The cloud-based, software-only medical device uses deep learning to spot and highlight findings associated with Aortic Atherosclerosis and Aortic Ectasia
The output of FDA-cleared Aorta-CAD software. (Credit: PR Newswire/Imagen Technologies)
Imagen Technologies, an American medical technology firm, has received the US Food and Drug Administration 510(k) clearance for Aorta-CAD, its computer-assisted detection (CADe) device.
The cloud-based software-only medical device is designed to aid physicians in detecting findings on chest X-rays that indicate Aortic Ectasia and Aortic Atherosclerosis. For this, Aorta-CAD is said to use deep learning.
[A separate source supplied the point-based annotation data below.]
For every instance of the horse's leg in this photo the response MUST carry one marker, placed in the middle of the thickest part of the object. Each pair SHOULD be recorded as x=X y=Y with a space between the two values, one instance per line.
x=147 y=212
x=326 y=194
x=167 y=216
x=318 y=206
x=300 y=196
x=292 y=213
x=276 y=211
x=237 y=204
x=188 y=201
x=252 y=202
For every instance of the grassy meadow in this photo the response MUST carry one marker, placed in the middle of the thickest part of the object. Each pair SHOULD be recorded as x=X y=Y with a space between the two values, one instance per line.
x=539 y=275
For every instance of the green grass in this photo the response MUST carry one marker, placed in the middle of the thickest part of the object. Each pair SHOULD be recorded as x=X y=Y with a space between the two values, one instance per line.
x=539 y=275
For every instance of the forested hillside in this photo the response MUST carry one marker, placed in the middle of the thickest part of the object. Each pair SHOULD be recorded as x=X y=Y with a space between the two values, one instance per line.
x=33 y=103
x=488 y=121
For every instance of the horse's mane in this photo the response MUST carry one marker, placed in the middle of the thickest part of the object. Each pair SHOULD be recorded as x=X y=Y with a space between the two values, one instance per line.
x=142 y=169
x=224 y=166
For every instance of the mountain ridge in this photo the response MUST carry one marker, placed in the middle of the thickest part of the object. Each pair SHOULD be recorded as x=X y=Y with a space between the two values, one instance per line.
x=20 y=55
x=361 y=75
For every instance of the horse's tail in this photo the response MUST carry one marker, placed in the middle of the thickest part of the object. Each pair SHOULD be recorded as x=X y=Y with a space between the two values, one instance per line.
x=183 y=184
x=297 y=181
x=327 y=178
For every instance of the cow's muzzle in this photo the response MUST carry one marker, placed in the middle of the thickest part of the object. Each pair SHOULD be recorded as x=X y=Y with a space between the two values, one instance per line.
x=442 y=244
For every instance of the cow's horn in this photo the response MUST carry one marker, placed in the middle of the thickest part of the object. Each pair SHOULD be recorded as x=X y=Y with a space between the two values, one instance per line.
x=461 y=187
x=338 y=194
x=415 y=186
According to Imagen Technologies, the device is part of its Diagnostics as a Service (DaaS) platform. It is intended to help any chest X-ray-reading physician, including radiologists and primary care physicians (PCPs).
Aorta-CAD marks the fourth FDA clearance for the medical technology firm.
Imagen Technologies expects the addition of the newly approved device to its DaaS platform to help in earlier and better detection and treatment of chronic diseases.
Additionally, the Aorta-CAD device could help to identify previously undiagnosed chronic ailments, enhance the quality of life for patients, and lower overall healthcare costs.
Imagen Technologies CEO Alex Dresner said: “Imagen is on a mission to help Primary Care Physicians deliver faster, better diagnoses and care plans.
“By expanding our diagnostics as a service platform with Aorta-CAD, we expect to help PCPs significantly improve the quality of care and clinical outcomes for their patients with undiagnosed Aortic Atherosclerosis and Aortic Ectasia.”
Imagen Technologies said that the device after identifying findings on the chest X-ray image, generates annotations to bring attention to them through an overlay, which can be toggled off when not in use.
Aorta-CAD is said to integrate smoothly into current X-ray reading workflows without the requirement for costly physician retraining or new picture archiving and communication system (PACS) technology.
In its clinical trial, the software-only medical device delivered a 62% relative reduction by physicians in misses for aortic calcification suggestive of Aortic Atherosclerosis. It also showed a 35% relative reduction in misses for dilated aorta suggestive of Aortic Ectasia.
When assisted by the device, 96% of physicians showed improvement, said Imagen Technologies.